I don't understand why by default ASP.NET sends a cache-control="private" header to the client? Surely .aspx pages should not be cached because they're dynamic.

But then, it seems that browsers always go back to the server for each request anyway. What's going on?

Cache-Control private says that it's OK for the client to cache the page, subject to its expiration date.  The expiration can either be provided with Cache-Control: max-age, or with an Expires HTTP header.  In the default case, the page is set to expire immediately, which means that it won't be cached.

One of the purposes of Cache-Control: private is really to tell intermediate proxies that they should not cache the page.

BTW, just because a page is dynamic doesn't mean that it should never be cached.  There are many cases where caching a dynamic page is appropriate.  You can cache not only at the client, but also in proxies and in the server's output cache.

(FWIW, I cover this subject in detail in my book).

Thanks for your reply. Which is your book (I'm sure you were hoping I'd ask!!)? The main reason I posted is because IE8 is being funny with my pages. I can always reproduce as follows:

1. Open www.mydomain.com/test.aspx in IE8 (Safe Mode)
   
2. Modify page in VS.NET, and upload
3. Open www.mydomain.com/test.aspx in IE8 again (by clicking in the address bar and pressing Enter)

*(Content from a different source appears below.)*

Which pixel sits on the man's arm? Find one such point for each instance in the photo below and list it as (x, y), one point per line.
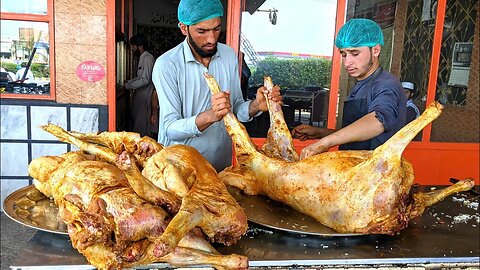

No changes appear. Of course, I can see changes by clearing the cache, or pressing Ctrl-F5 - or even just navigating to another page and back. No such problem in Firefox 3.5.

The only cache-related header that is sent is cache-control="private" (no expires, etc). Presumably I can fix with Response.Cache.SetCacheability(HttpCacheability.NoCache) in Global.asax - but I still don't see how this is a good default setting.

Or is this just IE8 being a terrible browser?

The book I mentioned is the one in my signature:

Ultra-fast ASP.NET: Building Ultra-Fast and Ultra-Scalable Websites Using ASP.NET and SQL Server

Hard to say what's going on.  Have you looked at the returned HTML with Fiddler, to see what's happening?

With no Expires or max-age headers, the browser should request the page again if you come to it again.  However, browsers are free to do some "extra" caching when you're moving back-and-forth between a requested page in the same browser session.

In general, users (and websites) expect at least a minimal amount of caching on the client.  That's why Cache-control: private is the default.  If you don't want any caching at all, then you should disable it with NoCache, as you said.